Em sua recente passagem por São Paulo, onde esteve presente no lançamento de seu filme, Coppola declarou, usando a ironia e deixando de lado aquela falsa seriedade que por vezes acomete estrelas do cinema e de outras áreas, que não se deveria levar muito a sério seu filme. E narrou também um acontecimento pouco conhecido ou mesmo ignorado. Durante o exílio em parte do regime militar - o cineasta voltou ao Brasil durante o governo Figueiredo e no documentário História do Brasil elogiou a abertura promovida pelo presidente Geisel - Glauber Rocha esteve em sua casa e recebeu apoio e solidariedade. Talvez Coppola, até por causa de tal amizade, conheça o já citado Terra em transe, pois é impossível não ver em Megalópolis influências daquela outra tentativa de impor alegorias à realidade, em vez de retirar desta o significado a ser contemplado. Eis um fato a ser destacado: um dos maiores cineastas do mundo partindo de um modelo criado por um cineasta de um país que em alguns momentos se destacou na cena mundial. Na época do lançamento de Terra em transe, um de seus admiradores citou Picasso para defender Glauber e suas investidas contra a realidade, lembrando que Les Demoiselles d'Avignon foi uma obra ridicularizada na época, esquecendo que elas não falam e são imóveis. Agora é Coppola que aposta num futuro no qual as formas reais não tenham suas formas alteradas, mas sim seu comportamento. E também a passagem do tempo.
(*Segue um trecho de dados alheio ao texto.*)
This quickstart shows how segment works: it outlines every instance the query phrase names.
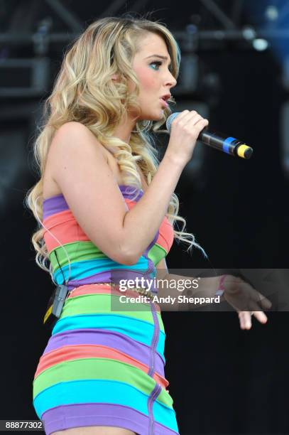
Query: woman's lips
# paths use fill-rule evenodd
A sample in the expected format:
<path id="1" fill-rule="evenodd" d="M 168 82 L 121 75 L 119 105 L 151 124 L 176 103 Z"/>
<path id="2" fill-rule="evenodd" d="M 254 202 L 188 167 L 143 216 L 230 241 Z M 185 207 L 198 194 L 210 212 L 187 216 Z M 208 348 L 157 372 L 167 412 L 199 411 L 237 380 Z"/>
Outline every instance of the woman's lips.
<path id="1" fill-rule="evenodd" d="M 163 104 L 165 106 L 165 107 L 168 107 L 168 104 L 167 103 L 166 101 L 165 101 L 164 100 L 163 100 L 163 98 L 160 98 L 161 102 L 163 103 Z"/>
A discussão tem sua importância, porém o espectador não deve esperar um filme realizado segundo propostas até hoje válidas, algo que o próprio Coppola provou em outros filmes. O projeto é arriscado e o fracasso nas bilheterias mundiais atesta tal afirmação. Eis um olhar sobre a crise atual como se ela fosse uma repetição dos conflitos vividos por Roma. Catilina e Cícero estão outra vez em conflito, mesmo que em papéis não exatamente iguais. Um arquiteto e humanista, vencedor do Prêmio Nobel, projeta não apenas uma cidade, pois pretende criar um mundo novo. Tem como inimigo um prefeito adepto de um pragmatismo que visa apenas o material. São famílias em conflito, assim como em Romeu e Julieta, sendo que Shakespeare também comparece com o célebre solilóquio do príncipe em Hamlet e na referência, através do primeiro nome do protagonista, a outra peça do bardo. Tudo é uma mescla de referências, citações e homenagens. Tudo forma aquilo que Coppola aposta ser o cinema do futuro, criado para ser visto por uma Humanidade formada pelo conhecimento e pela lucidez. Uma esperança contida no plano de encerramento.